PREPA's Ramos sent a letter to the American Public Power Association and the Edison Electric Institute requesting additional resources for the island.
The state-run utility could have requested aid through this network right after the hurricane hit. But Ramos said he didn't because the closest states to Puerto Rico were already dealing with their own rebuilding efforts after hurricanes Harvey and Irma. He said he believed they would not be able to respond quickly to the island's needs.
The bankrupt utility, which is struggling with nearly $9 billion in debt, also couldn't afford to cover the costs of utilizing the network either, he said.
Carlos Mercader, director of Puerto Rico Governor's office in Washington, told CNN utilizing the network would be a "different situation" than before since the governor himself is asking for help.
One option would be for PREPA to rehire Whitefish subcontractors so they may continue doing the work to restore power and meet the governor's goal to restore nearly a 100% of power by the end of the year.
Mercader said the priority now is to transition away from Whitefish, while obtaining more resources to help with restoring power on the island.
Rossello set a goal of having over 1,000 brigades in Puerto Rico by Nov. 8. So far, only 404 crews have arrived.
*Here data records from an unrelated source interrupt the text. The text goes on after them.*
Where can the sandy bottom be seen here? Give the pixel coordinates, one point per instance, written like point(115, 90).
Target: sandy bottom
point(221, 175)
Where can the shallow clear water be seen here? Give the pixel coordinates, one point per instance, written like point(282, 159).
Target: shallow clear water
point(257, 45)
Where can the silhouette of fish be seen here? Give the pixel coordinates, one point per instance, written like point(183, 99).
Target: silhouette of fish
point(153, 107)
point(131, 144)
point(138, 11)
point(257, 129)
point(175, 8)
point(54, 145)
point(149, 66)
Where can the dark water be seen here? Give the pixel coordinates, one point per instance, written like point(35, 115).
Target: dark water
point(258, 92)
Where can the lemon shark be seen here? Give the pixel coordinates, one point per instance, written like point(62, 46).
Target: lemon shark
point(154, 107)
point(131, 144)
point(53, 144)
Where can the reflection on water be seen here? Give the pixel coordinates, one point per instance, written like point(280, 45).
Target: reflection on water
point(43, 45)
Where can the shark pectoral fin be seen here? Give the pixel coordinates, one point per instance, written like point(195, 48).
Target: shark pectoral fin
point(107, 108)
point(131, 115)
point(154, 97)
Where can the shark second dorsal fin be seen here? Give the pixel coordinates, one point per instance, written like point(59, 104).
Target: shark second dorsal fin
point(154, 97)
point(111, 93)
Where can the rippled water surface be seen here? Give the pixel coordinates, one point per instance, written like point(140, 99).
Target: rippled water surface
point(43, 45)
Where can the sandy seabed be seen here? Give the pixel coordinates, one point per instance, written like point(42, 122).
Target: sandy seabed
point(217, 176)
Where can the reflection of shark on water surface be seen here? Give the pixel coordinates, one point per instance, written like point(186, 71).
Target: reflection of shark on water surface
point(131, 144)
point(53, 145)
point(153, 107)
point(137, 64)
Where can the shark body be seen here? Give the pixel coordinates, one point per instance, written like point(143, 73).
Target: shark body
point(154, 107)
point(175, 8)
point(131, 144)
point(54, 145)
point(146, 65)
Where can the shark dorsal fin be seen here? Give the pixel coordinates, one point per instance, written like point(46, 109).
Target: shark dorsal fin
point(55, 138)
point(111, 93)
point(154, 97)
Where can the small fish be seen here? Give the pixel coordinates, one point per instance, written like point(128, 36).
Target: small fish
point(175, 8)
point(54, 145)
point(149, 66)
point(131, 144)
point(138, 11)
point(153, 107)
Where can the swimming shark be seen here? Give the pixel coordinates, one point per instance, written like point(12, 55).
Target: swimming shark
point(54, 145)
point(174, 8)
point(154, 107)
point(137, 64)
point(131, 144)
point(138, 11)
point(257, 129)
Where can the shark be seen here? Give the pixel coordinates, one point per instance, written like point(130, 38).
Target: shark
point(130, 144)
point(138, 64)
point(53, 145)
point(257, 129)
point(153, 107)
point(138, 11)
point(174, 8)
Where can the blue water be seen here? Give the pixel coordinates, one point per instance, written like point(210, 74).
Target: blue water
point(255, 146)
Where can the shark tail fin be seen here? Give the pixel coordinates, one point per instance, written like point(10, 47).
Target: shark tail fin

Of those, the U.S. Army Corps of Engineers has only sent seven, according to Rossello.
Rossello said his announcement on Sunday was intended to reaffirm Puerto Rico's "commitment to transparency in the contracting process... and to achieve the highest degree of efficiency possible in the restoration of the power grid of our island, in the shortest amount of time possible."
--CNN's Rene Marsh and Greg Wallace contributed to this report.